Evaluation of the Global Lung Initiative 2012 Reference Values for Spirometry in African Children
Michele Arigliani, Mario C. Canciani, Giovanni Mottini , Michele Altomare , Andrea Magnolato , Sofia Vanda Loa Clemente, Leon Tshilolo, Paola Cogo , and Philip H Quanjer + <>Author Information. Corresponding Author: Michele Arigliani, Email: firstname.lastname@example.org
Rationale: Despite the high burden of respiratory disease no spirometry reference values for African children are available. Objectives: Investigate whether the Global Lung Initiative (GLI-2012) reference values for spirometry are appropriate for children in sub-Saharan Africa, and assess the impact of malnutrition on lung function. Methods: Anthropometry and spirometry were obtained in children aged 6-12 years from urban and semi-urban schools in three African countries. Spirometry z-scores were derived using the GLI-2012 prediction equations for African-Americans. Thinness (body mass index z-score <-2) was a surrogate for malnutrition. Spirometry outcomes were compared to those of African-American children from the third National Health and Nutrition Survey (NHANES III). Measurements and Main Results: Spirometry data were analyzed from 1082 schoolchildren (51% boys) aged 6.0-12.8 years in Angola (N=306), D.R. Congo (N=377) and Madagascar (N=399).
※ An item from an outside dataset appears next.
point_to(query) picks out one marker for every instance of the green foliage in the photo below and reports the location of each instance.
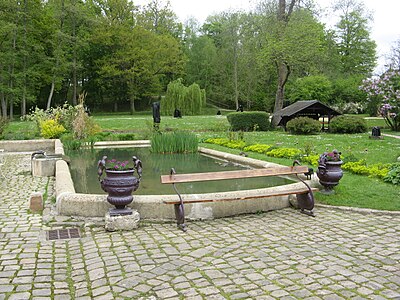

GLI-2012 provided a good fit with mean (SD) z-scores of -0.11 (0.83) for FEV1, -0.08 (0.86) for FVC, -0.07 (0.83) for FEV1/FVC. Due to low scatter the fifth centile corresponded to -1.3 z-scores in boys and -1.5 z-scores in girls. Malnourished African children had a normal FEV1/FVC ratio but significant reductions of ~0.5 z-scores (~5%) in FEV1 and FVC compared to African-American peers from NHANES III. Children in Angola had the lowest, in Madagascar the highest zFEV1 and zFVC. Conclusions: The results of this study support the use of GLI-2012 reference values for schoolchildren in sub-Saharan Africa. Malnutrition affects body growth, leading to a proportionately smaller FEV1 and FVC without respiratory impairment, as shown by the normal FEV1/FVC ratio.